In a proof of concept that may reshape the treatment landscape for insulin-dependent diabetes, scientists have demonstrated that human stomach cells can be reprogrammed to secrete insulin—potentially paving the way for autologous cell-based therapies that eliminate the need for donor islets and systemic immunosuppression, as well as lifelong monitoring of blood sugar levels and insulin injections.
The study, “Modeling in vivo induction of gastric insulin-secreting cells using transplanted human stomach organoids,” published in Stem Cell Reports and led by Xiaofeng Huang, PhD, of Weill Cornell Medicine and Qing Xia, MD, PhD, of Peking University, shows that human gastric tissue can be transformed in vivo into functional insulin-producing cells using a precision combination of defined genetic factors. The work builds on earlier findings in mice that the stomach’s cellular architecture can be coaxed into producing insulin and represents the first demonstration that this conversion can occur in human-derived tissues inside a living organism.
Type 1 diabetes (T1D), which affects an estimated 9.5 million people worldwide, results from autoimmune destruction of pancreatic beta cells—the body’s only natural source of insulin. Current treatments depend on lifelong insulin administration or experimental stem cell-derived islet transplants, both of which have limitations, including immune rejection and limited donor availability. “Functional insulin-secreting cells can be induced in situ from the murine stomach using defined genetic factors, offering a promising method to directly produce autologous insulin-secreting cells. Here, we modeled whether such gastric insulin-secreting (GINS) cells could be generated in vivo from human stomach tissues,” the authors wrote.
To test whether this approach could extend to humans, the researchers engineered human gastric organoids (hGOs)—three-dimensional “mini-stomachs” derived from human embryonic stem cells. They inserted an inducible cassette encoding three key pancreatic reprogramming factors—NEUROG3, PDX1, and MAFA—collectively termed NPM. These factors were integrated at the AAVS1 safe-harbor locus to allow doxycycline-controlled activation without disrupting essential genes.
When transplanted into immunodeficient mice, the hGOs survived for up to six months and matured, developing complex epithelial and mesenchymal structures reminiscent of native gastric tissue. Upon activation of the NPM “genetic switch,” human stomach cells within these graphs began expressing insulin and key beta-cell markers, including PCSK1, NKX2-2, PAX6, and MAFB—a transcription factor uniquely present in human, but not murine, beta cells.
Functionally, these engineered GINS cells released insulin into the bloodstream and significantly improved blood glucose control in diabetic mice. In animals treated with doxycycline to trigger NPM expression, blood glucose levels rapidly normalized and remained stable, while control mice showed a partial, slower recovery. “Compared with the control group, which received no Dox, there was a rapid amelioration of blood glucose in the Dox-treated animals, which was maintained until the end of the experiment at approximately six weeks,” the authors wrote. Human insulin was detected in the serum of treated mice, confirming active secretion by the transplant organoids.

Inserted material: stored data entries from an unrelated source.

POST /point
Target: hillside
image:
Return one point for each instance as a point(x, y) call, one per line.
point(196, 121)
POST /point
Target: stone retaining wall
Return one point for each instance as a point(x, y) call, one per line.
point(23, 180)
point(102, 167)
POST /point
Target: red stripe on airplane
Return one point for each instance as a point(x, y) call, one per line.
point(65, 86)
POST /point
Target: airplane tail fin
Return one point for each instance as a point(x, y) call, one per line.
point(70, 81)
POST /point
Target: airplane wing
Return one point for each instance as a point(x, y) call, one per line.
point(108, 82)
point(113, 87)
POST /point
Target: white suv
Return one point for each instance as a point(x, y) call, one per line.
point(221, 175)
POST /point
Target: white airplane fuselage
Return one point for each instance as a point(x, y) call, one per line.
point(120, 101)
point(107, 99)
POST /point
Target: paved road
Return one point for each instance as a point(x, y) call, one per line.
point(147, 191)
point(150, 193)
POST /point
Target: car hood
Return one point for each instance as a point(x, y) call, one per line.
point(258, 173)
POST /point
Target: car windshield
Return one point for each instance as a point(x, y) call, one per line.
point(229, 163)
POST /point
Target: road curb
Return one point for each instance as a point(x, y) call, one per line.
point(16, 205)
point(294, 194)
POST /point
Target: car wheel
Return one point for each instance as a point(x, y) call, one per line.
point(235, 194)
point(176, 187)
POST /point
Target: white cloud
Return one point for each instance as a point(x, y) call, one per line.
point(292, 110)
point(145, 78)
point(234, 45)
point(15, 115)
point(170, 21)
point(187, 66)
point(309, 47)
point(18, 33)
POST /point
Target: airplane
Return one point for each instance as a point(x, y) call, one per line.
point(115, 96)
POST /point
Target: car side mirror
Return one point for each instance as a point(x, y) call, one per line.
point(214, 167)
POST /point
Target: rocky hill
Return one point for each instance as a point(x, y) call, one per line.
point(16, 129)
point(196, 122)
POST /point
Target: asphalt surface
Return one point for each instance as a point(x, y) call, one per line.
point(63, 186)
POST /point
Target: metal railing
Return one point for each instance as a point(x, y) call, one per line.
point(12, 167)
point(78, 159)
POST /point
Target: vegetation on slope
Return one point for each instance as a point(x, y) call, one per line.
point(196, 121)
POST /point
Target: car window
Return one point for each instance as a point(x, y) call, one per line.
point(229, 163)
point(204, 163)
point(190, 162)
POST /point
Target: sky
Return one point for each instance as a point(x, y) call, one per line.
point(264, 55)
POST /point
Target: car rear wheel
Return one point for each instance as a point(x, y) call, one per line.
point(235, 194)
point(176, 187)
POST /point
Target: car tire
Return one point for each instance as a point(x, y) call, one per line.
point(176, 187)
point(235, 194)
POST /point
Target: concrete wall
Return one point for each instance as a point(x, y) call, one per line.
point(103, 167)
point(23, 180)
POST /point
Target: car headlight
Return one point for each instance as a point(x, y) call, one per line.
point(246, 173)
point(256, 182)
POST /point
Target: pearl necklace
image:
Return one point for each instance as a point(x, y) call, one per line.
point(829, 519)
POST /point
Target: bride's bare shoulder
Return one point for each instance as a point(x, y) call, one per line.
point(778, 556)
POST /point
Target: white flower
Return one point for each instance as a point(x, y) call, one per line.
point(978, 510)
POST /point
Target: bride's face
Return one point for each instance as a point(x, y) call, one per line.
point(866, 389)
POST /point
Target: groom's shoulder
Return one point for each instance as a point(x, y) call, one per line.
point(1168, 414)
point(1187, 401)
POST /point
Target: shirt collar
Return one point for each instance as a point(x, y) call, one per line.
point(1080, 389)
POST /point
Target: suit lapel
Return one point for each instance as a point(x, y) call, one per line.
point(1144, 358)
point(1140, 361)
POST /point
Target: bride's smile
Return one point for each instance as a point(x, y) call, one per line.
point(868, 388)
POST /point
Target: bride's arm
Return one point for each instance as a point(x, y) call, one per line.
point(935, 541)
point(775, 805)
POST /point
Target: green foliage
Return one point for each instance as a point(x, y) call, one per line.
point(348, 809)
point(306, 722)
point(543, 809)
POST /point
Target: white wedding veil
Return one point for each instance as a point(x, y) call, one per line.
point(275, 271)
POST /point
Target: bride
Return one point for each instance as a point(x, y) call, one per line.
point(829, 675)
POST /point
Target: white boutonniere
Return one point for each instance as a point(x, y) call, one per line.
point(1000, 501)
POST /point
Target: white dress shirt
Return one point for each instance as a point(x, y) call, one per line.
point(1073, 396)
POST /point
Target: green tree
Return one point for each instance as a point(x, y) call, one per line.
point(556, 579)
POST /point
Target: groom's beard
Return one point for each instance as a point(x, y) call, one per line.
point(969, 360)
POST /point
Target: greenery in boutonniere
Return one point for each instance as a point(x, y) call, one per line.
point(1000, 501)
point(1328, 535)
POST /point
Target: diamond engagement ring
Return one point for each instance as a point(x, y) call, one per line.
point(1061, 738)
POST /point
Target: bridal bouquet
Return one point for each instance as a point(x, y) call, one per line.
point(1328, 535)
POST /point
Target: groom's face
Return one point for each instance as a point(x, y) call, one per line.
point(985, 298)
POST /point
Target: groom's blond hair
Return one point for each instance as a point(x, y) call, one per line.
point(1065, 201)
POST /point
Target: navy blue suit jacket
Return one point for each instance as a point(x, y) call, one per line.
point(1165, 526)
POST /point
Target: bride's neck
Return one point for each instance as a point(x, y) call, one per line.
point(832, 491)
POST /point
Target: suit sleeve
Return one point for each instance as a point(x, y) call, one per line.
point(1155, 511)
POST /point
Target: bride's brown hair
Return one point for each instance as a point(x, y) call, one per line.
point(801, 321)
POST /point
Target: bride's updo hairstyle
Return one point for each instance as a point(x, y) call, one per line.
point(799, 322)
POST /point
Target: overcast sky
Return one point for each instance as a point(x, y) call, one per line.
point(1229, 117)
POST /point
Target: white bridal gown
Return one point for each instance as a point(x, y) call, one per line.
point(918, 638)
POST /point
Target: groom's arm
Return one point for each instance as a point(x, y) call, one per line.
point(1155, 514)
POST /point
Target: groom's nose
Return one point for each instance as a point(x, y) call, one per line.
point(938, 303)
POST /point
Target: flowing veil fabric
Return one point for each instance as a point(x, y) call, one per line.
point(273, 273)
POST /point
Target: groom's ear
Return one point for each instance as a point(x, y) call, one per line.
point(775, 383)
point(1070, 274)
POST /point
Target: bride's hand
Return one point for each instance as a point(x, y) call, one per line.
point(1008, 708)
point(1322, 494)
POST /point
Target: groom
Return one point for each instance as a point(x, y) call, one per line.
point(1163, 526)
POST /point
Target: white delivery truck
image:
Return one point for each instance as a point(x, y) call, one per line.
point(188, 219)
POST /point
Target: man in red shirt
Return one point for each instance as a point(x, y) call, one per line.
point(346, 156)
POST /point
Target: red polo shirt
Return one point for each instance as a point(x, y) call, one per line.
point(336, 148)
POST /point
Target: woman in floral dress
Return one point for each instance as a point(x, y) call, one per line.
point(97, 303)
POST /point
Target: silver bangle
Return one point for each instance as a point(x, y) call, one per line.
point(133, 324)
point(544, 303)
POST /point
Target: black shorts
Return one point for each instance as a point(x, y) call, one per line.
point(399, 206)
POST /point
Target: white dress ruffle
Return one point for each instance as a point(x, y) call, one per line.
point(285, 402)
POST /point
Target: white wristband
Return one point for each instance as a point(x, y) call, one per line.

“These data suggest the feasibility of inducing GINS cells in situ in the human stomach,” the authors concluded. The approach could, in theory, allow physicians to reprogram a patient’s own gut mucosa to produce insulin directly within the body—bypassing donor shortages and reducing the risks associated with systemic immunosuppression.
Still, the researchers caution that extensive safety and efficacy testing remains ahead. The study used a single embryonic stem cell line, and the induced cells did not yet organize into islet-like structures. Another limitation was that long-term hyperglycemia was not maintained at a steady level in the transplanted mice, which showed partial recovery. But as proof of concept, the findings mark a major step toward harnessing the regenerative potential of human tissues to restore insulin production—an approach that could one day offer a functional cure for type 1 diabetes.